Redlight – Yes, I know Nero and my manager asked me if I wanted to come to America to promote my album and do this tour for a bit. It’s a good opportunity to hit up different places. When I play America I do the usual places, LA, New York, San Diego and that’s it. So this a chance to see different places and hit up different cities.
MCB – This is your first time playing Detroit?
Redlight – Yes and I’ve loved it. I think it’s an incredible city. I want to come to Detroit more, it’s a good city. It feels like a very creative city, there’s a nice mix of different people.
MCB – Nero has an elaborate stage set, do you feel the need to do something more?
Redlight – Well I’m just DJing. I just need to play music people don’t hear much over here. That is my main thing. I’m not getting paid enough to do a stage show. I need to come out here and let people hear my music.
MCB – For people who aren’t familiar, what type of music do you play?
Redlight – British dance music. British electronic music. It’s what I make, cross-culture dance music. There’s house, garage and Jamaican influences. There’s some grime in there, just British music really.
MCB – How many gigs do you play in a year?
Redlight – I don’t know, maybe like a hundred days a year. On average 2 or 3 shows a week.
MCB – I think what is interesting about the life of a DJ is you go out and you play and you’re social, but then when you make music, you’re alone, isolated from people.
Redlight – Yes, it is solitary. But for me DJing can be quite solitary too. Because you are just DJing, you are not mixing it up with everybody. And sometimes that’s the way I like it. I don’t actually like to talk to anyone at a club, especially when you don’t know anyone. Like tonight, I just got here so I’m just coming to play music. Sometimes I like it like that. Come in, play some music and just walk off. Otherwise, what else am I going to do? Am I going to get drunk? I mean there’s nothing wrong with having a party and getting drunk but three times a week with studio work or travelling and meetings, you’ve got to watch it, you can’t party too hard. But I am also sure there will be one night this week when the drinks will flow, you know?
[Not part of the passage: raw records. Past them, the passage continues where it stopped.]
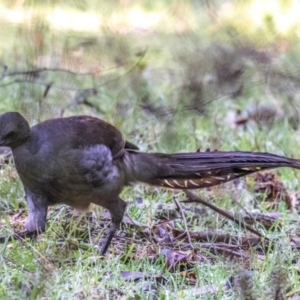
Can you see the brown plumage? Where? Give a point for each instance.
(82, 160)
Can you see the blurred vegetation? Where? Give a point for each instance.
(172, 75)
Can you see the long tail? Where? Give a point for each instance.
(205, 169)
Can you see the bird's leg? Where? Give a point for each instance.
(117, 210)
(36, 220)
(38, 207)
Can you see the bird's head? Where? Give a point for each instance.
(14, 129)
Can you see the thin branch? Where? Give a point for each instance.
(193, 198)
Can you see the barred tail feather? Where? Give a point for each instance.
(205, 169)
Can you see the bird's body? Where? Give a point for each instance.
(82, 160)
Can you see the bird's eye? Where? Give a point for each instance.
(10, 135)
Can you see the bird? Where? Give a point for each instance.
(82, 160)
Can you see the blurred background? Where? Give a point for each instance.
(172, 75)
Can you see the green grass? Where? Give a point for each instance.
(169, 88)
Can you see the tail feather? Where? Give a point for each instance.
(205, 169)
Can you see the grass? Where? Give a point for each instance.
(177, 87)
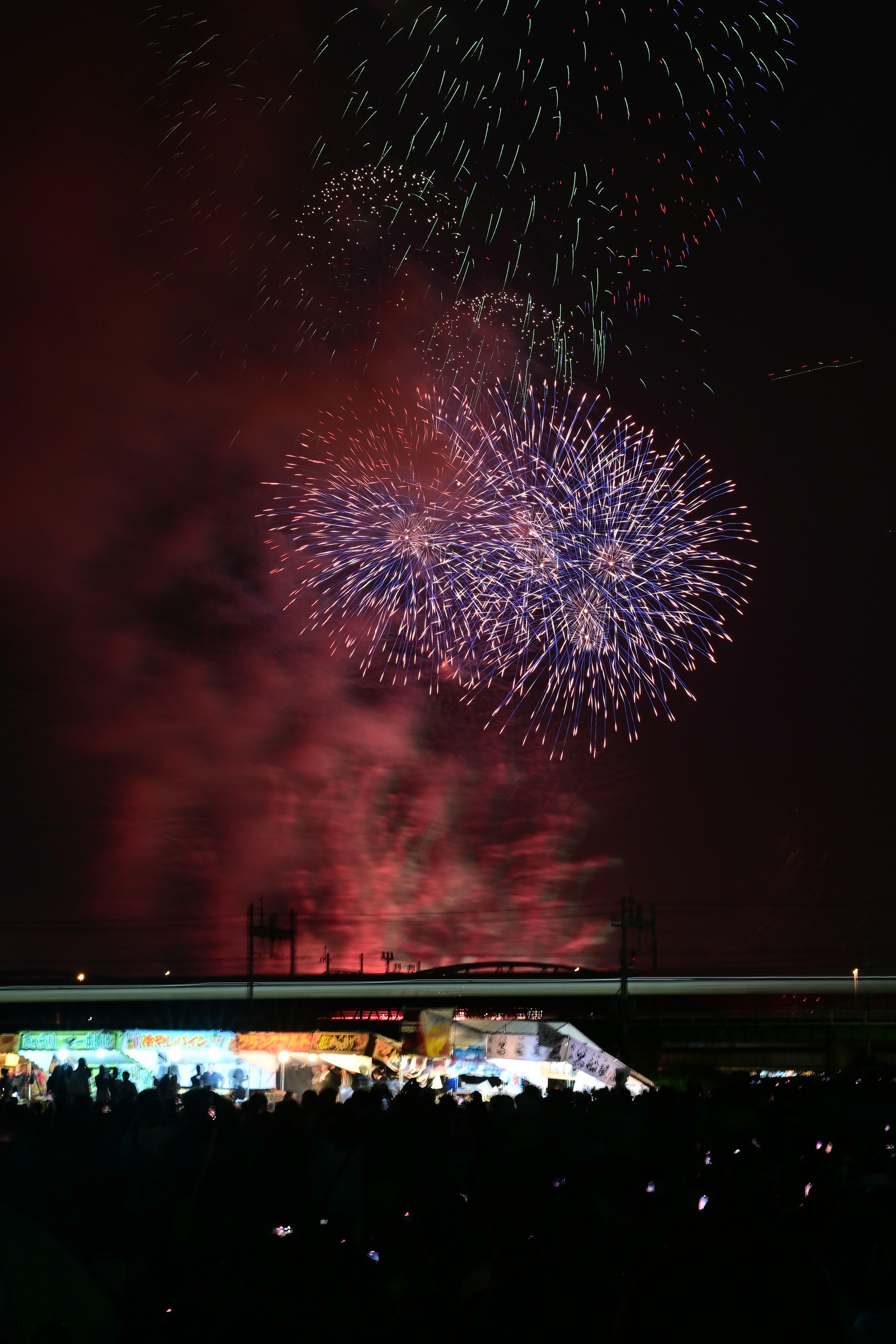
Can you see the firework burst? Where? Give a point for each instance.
(381, 543)
(601, 573)
(554, 553)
MCB – I was reading that you think about music in a very visual or cinematic perspective…
Redlight – Yes, of course. I think when you spend a lot of time in the studio your mind tends to go places. I think lots of artists do this. Look at Nero, they think they are in a noir movie don’t they? I get involved in my videos. The last video I directed (“Threshold”), we could have taken things a bit too far…
MCB – It is pretty extreme. And you were filming that POV?
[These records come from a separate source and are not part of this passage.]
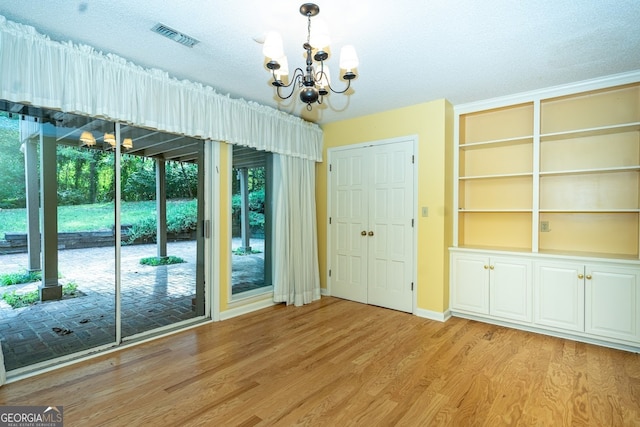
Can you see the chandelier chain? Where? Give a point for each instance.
(313, 84)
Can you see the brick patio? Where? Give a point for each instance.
(151, 297)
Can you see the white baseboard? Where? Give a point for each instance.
(433, 315)
(248, 308)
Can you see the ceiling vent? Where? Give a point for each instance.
(174, 35)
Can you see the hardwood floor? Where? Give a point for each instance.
(339, 363)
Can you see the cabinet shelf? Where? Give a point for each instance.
(462, 210)
(497, 176)
(506, 142)
(596, 131)
(590, 171)
(595, 211)
(571, 161)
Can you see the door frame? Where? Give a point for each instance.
(330, 155)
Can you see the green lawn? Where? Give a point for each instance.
(98, 216)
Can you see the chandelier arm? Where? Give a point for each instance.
(296, 77)
(297, 74)
(340, 91)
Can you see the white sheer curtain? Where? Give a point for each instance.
(3, 373)
(295, 245)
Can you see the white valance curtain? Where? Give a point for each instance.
(78, 79)
(296, 277)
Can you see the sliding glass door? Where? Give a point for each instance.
(100, 234)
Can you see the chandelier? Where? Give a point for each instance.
(313, 82)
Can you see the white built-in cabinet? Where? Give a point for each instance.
(493, 285)
(547, 211)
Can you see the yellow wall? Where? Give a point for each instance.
(432, 122)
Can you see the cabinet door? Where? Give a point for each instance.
(558, 295)
(470, 280)
(510, 289)
(612, 302)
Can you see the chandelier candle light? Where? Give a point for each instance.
(313, 83)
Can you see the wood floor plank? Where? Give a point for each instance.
(336, 362)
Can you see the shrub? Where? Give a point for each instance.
(156, 261)
(181, 218)
(18, 278)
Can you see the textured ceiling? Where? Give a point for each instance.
(410, 51)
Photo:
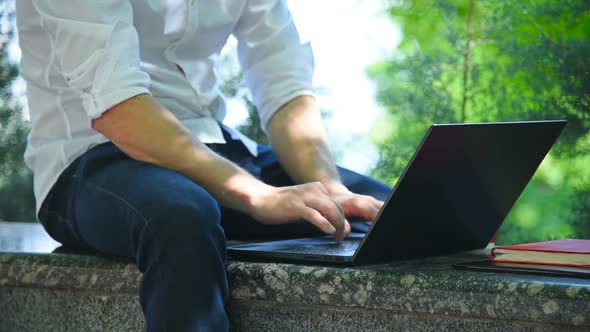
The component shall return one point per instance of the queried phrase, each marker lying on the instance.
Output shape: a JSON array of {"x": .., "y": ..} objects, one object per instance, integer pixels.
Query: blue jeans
[{"x": 172, "y": 227}]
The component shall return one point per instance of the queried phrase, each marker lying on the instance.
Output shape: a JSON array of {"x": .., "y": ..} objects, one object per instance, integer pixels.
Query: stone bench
[{"x": 45, "y": 291}]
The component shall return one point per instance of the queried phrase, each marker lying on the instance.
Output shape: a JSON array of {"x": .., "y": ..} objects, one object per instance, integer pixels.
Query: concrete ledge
[{"x": 71, "y": 292}]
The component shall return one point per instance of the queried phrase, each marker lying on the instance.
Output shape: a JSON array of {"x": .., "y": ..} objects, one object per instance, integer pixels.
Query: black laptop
[{"x": 453, "y": 196}]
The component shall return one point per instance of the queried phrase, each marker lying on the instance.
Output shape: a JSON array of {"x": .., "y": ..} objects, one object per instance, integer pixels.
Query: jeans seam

Redlight – Some of the time. I’m fully tattooed, so sometimes I couldn’t do all of it. We use other people. At the end when we go up the Crane you can see his arms so I had to get my friends involved. It was good though. We shot it in Dubai and did the whole thing with GoPro. He goes up the crane on his own with no safety equipment. I just met him at the airport and he climbed the up the crane.
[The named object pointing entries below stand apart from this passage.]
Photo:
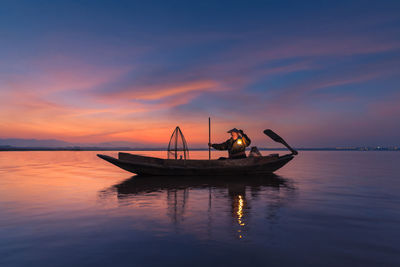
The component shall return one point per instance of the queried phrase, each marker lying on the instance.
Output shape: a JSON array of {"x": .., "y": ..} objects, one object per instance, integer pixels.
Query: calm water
[{"x": 322, "y": 209}]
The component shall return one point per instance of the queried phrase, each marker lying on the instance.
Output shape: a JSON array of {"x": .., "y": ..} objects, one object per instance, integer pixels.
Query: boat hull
[{"x": 143, "y": 165}]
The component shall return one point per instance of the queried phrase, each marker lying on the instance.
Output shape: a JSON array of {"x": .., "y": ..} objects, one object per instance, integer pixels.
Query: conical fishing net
[{"x": 177, "y": 147}]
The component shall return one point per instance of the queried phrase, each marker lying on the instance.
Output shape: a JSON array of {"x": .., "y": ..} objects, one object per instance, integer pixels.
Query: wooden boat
[{"x": 143, "y": 165}]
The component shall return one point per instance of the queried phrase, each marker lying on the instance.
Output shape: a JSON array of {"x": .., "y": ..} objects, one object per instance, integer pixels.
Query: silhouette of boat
[{"x": 144, "y": 165}]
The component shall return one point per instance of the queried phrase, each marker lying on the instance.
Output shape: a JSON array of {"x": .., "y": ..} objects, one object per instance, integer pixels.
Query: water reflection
[{"x": 221, "y": 196}]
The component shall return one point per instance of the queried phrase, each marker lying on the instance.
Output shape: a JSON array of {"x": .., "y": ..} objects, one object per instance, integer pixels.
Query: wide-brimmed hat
[{"x": 233, "y": 130}]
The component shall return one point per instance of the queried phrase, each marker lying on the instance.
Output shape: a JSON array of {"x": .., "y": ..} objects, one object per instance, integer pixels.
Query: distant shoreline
[{"x": 9, "y": 148}]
MCB – With electronic music, you bring in vocalists to sing on the tracks, do you write the lyrics?
Redlight – Yes, most of the time. I’m a bit of a control freak when it comes to my music and I want it a certain way. When I cut my album there’s a woman on it called Andrea Martin who wrote her own lyrics. She wouldn’t even let me in the room when she wrote it. And there’s a track with ASTR that I co-wrote it with them. It depends on who you’re working with.
MCB – Seems like you sound has evolved over time with more instrumentation…
Redlight – For X Colour that’s true. But, that’s not always the case. I think it’s because I was making an album and I wanted to incorporate more instruments. I can make club music all day long, that is what I am known for. But making a piece of work for an album is definitely a different technique and something I am still learning.
I’m happy with my album and releasing it on my label, Lobster Boy Recordings. I want to build on that and put more people’s music out and not do it through the majors. Doing it on my own instead, like XL, the way they started and now they are releasing people like Adele and the XX. You make a bit of money here, you lose a bit there, but, it’s all about the creativity and creating good music instead of creating money from music. We have a long journey ahead of us.